On a soulevé dans cette enceinte la question de constitutionnalité, et pour moi la question de constitutionnalité dépend de celle de savoir s'il y a utilité à défricher, et surtout s'il y a utilité à exproprier.
Sous ce point de vue de la Constitution, trois articles ont été cités, l'article 11, l'article 31 et l'article 108.
Quant à l'article 11, il permet d'abord en termes formels l'expropriation pour cause d'utilité publique. Y a-t-il utilité à défricher ou à vendre les biens dont la loi parle ? Je donnerai mon assentiment au moyen proposé pourvu que ce soit le dernier des remèdes. Car l'expropriation est le dernier des remèdes. Il y en a vingt-cinq autres avant celui-là. S'il fallait nécessairement arriver à l'expropriation, si vous me prouviez qu'il y a réellement utilité pour la société, j'y consentirais.

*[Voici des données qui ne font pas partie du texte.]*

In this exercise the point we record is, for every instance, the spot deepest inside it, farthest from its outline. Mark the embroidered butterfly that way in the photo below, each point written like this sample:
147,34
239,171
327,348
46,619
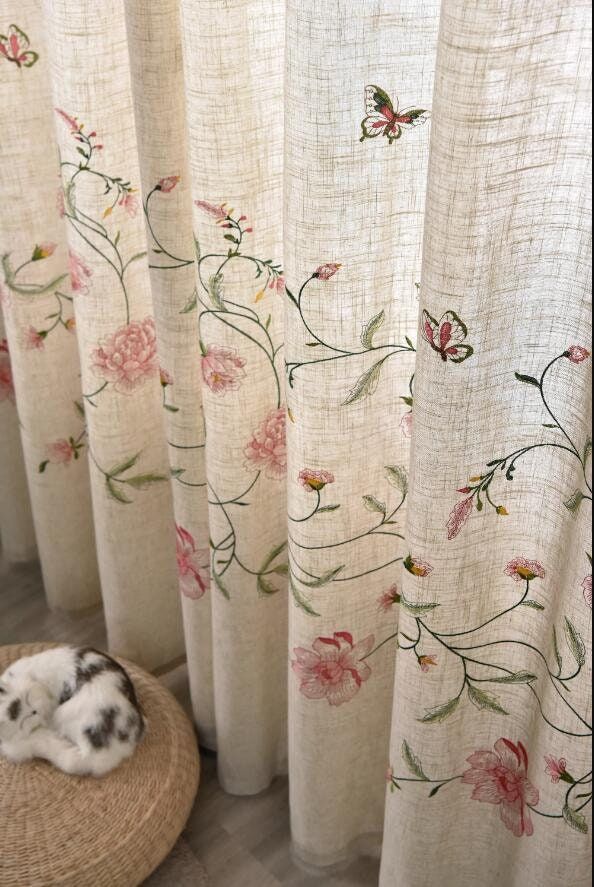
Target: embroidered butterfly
383,120
446,336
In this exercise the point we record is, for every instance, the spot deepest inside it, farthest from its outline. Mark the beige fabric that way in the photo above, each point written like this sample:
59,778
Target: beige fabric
262,167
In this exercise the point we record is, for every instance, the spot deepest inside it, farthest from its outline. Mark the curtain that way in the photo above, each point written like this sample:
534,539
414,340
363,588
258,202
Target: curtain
296,298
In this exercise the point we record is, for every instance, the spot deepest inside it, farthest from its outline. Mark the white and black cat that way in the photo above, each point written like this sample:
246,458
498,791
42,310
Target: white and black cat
75,707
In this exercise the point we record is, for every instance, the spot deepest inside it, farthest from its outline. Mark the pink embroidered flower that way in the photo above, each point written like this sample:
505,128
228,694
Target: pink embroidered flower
417,567
71,121
406,424
193,565
217,212
500,777
386,601
222,369
425,662
333,669
556,768
129,203
167,184
60,452
43,251
6,380
267,450
587,589
313,481
79,273
325,272
458,517
524,571
129,356
577,353
34,339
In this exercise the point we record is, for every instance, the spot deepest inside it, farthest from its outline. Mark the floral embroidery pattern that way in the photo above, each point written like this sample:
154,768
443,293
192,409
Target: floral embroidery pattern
334,669
382,119
14,47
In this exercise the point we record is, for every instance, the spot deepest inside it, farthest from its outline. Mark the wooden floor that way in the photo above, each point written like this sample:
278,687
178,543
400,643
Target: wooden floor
228,841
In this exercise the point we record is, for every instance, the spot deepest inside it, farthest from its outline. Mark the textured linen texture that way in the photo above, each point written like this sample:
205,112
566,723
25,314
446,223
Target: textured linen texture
296,298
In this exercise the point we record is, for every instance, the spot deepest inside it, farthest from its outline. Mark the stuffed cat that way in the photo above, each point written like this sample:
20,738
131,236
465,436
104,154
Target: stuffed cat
74,707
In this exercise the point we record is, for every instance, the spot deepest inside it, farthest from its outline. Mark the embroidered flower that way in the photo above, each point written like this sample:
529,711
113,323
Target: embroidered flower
326,271
315,480
587,589
43,251
426,662
193,565
446,336
386,601
34,339
6,380
217,212
406,424
222,369
333,669
458,517
167,184
14,47
577,354
500,777
79,273
524,571
417,567
128,357
557,769
60,452
267,450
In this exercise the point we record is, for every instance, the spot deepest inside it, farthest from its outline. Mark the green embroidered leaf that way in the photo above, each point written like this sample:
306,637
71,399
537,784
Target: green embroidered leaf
220,585
191,304
484,701
575,642
115,493
575,500
300,600
371,328
528,380
397,476
123,466
215,290
440,712
412,762
373,504
520,677
575,820
365,384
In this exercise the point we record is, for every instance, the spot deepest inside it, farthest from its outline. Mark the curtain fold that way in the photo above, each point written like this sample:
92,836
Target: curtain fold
296,304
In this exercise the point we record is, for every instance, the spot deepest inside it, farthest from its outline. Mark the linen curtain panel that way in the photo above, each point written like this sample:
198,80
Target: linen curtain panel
296,306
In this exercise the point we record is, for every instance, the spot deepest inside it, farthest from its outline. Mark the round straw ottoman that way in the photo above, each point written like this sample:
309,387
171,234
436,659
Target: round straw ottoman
110,832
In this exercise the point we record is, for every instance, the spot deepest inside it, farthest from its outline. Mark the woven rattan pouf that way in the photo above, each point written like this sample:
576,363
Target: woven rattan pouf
110,832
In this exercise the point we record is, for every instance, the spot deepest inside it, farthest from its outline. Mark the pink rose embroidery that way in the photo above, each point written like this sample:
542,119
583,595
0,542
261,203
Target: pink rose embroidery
222,369
333,669
458,517
314,481
577,354
6,380
128,357
500,777
79,273
267,450
193,565
524,571
587,589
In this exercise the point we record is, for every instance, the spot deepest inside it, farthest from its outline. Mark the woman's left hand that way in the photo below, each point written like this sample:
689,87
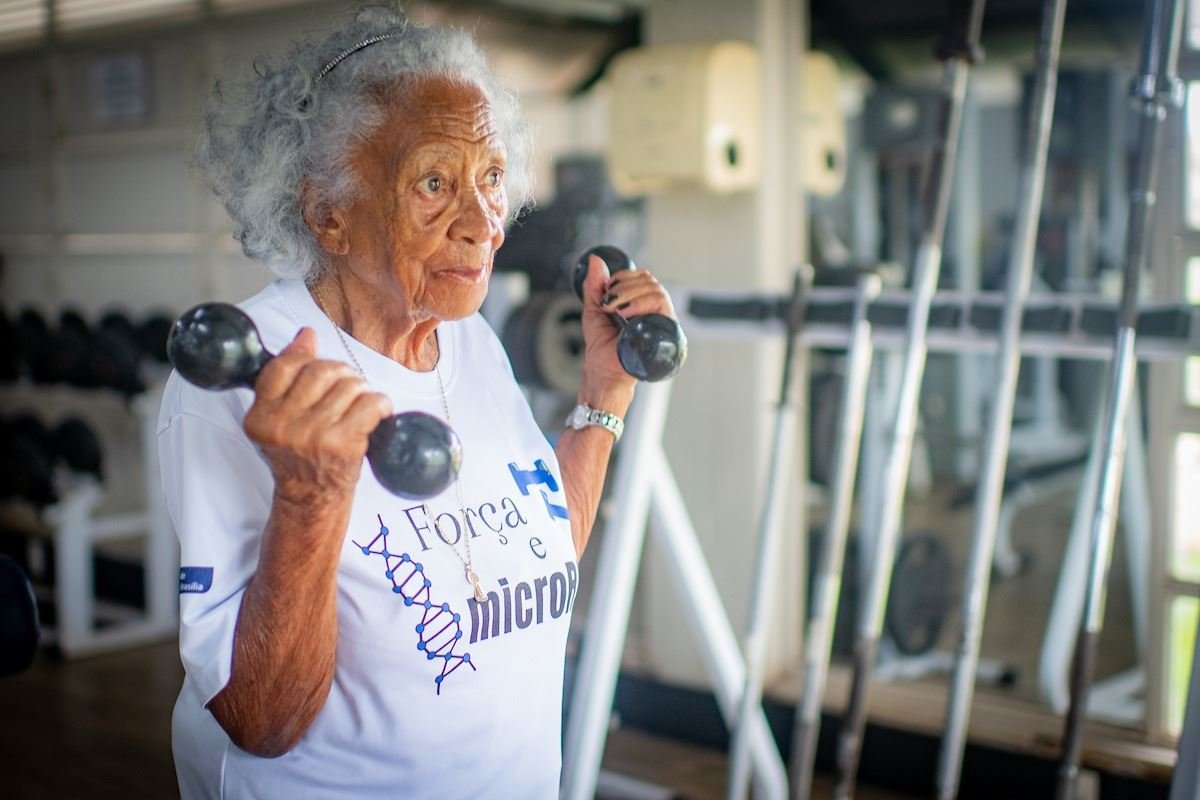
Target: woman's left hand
629,293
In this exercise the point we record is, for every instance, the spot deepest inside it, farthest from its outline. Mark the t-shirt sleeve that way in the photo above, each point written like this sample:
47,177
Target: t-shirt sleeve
219,492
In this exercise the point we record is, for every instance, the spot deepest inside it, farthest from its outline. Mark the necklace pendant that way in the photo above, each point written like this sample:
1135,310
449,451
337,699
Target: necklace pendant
473,579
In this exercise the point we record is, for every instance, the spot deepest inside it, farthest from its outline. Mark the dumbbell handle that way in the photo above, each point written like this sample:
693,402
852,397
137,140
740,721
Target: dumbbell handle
216,346
651,347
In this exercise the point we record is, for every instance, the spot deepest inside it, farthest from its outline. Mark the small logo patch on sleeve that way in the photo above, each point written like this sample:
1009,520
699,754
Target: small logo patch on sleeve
195,579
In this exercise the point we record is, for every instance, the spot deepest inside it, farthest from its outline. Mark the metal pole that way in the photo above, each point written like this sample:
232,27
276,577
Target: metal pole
621,552
1000,426
959,50
1155,89
829,561
771,529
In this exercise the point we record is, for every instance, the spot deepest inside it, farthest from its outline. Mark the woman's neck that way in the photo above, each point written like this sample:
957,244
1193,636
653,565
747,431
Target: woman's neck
385,329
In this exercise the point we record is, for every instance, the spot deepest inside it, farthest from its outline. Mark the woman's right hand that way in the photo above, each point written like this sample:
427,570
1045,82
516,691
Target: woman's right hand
312,419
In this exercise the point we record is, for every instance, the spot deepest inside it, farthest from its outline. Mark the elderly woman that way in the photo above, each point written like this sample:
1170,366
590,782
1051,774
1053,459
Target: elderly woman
341,642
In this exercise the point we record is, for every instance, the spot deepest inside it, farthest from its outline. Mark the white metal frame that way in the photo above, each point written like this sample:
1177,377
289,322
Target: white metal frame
645,491
78,529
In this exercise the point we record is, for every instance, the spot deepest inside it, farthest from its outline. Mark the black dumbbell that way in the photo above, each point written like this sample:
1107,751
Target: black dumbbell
151,336
19,631
77,445
216,346
27,461
651,347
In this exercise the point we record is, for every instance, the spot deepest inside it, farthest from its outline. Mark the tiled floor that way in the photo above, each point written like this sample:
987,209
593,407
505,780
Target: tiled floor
100,729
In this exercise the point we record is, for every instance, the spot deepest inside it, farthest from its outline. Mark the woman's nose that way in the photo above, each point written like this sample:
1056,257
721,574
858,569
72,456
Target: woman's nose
477,222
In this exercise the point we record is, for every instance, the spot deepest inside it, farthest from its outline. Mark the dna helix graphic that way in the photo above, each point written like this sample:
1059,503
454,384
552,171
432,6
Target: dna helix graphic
441,629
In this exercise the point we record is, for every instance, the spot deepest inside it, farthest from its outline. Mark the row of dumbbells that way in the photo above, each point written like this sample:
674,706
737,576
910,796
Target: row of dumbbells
109,354
34,456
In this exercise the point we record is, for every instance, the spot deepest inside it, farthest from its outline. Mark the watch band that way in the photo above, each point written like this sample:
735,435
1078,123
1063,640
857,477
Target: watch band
583,415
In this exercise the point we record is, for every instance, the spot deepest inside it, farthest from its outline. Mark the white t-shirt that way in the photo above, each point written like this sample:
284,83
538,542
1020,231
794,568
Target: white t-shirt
433,693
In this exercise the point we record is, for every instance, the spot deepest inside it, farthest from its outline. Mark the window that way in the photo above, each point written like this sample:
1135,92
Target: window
79,14
22,20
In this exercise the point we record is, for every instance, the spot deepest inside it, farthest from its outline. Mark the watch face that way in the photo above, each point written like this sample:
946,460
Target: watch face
579,416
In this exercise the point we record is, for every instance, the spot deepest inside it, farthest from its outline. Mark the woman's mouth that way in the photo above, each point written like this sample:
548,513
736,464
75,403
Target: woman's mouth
465,274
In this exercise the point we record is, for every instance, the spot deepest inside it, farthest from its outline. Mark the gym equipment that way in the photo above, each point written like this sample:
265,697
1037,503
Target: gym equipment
645,487
959,50
829,559
27,461
216,346
153,334
113,362
651,347
10,349
919,595
769,539
1005,385
19,632
544,338
77,445
1156,89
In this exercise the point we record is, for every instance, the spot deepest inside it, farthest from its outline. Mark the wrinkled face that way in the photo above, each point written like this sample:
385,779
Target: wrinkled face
426,229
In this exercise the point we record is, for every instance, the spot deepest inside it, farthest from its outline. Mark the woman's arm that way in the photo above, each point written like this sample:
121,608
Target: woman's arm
311,420
583,455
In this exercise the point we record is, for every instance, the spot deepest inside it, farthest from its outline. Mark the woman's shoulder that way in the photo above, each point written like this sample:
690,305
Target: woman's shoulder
479,341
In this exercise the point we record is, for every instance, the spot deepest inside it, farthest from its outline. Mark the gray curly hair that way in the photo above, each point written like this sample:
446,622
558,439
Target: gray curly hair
294,126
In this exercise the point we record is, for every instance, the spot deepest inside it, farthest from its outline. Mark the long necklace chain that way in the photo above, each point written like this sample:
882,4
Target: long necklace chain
468,570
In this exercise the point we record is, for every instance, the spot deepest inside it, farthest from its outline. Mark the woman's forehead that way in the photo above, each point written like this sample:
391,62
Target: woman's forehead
436,114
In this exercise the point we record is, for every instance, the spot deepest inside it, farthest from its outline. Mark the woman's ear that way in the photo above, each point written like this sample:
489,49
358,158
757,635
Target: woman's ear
327,222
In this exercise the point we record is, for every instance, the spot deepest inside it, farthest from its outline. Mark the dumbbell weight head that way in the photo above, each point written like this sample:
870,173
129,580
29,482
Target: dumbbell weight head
651,347
216,346
414,455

Cependant, je viens de le dire, parmi ces biens dont vous voulez dépouiller les communes, il en est qui ne peuvent rien produire ni par la vente ni par le défrichement. Quant à ceux-là, il n'y a pas utilité publique à exproprier les communes. Dès lors, je considère le projet de loi, en tant qu'il concerne cette mauvaise classe de biens, comme inconstitutionnel.
J'ai la même opinion pour la deuxième classe de biens dont je viens de parler ; pour les biens qui sont susceptibles de produire quelque chose, mais qui ne rendront jamais au cultivateur ce qu'il aura dépensé, soit en travaux, soit en argent. Il n'y a pas utilité publique, parce que ces terres ne peuvent jamais produire assez pour les conserver en culture. Dès lors l'article 11 de la Constitution ne leur est pas applicable, et je dis qu'il y aurait inconstitutionnalité, si une loi en ordonnait la vente.
Il reste une troisième classe de biens, classe à laquelle je reconnais la faculté de produire quelque chose. Mais ces terres ne sont pas encore bien connues. J'aurais voulu connaître par une statistique bien faite combien il y en a dans chaque commune, et ce qu'on a fait pour arriver au défrichement de ces terres ; j'aurais voulu voir enfin s'il faut absolument exproprier les communes pour arriver au défrichement. Mais on ne nous a produit aucun renseignement à cet égard, et aussi longtemps que vous ne m'aurez pas prouvé que l'expropriation est le seul moyen applicable au mal qui est signalé, je ne donnerai pas mon assentiment à la loi, bien que, jusqu'à un certain point, par cette dernière catégorie de biens, la loi puisse être considérée comme constitutionnelle.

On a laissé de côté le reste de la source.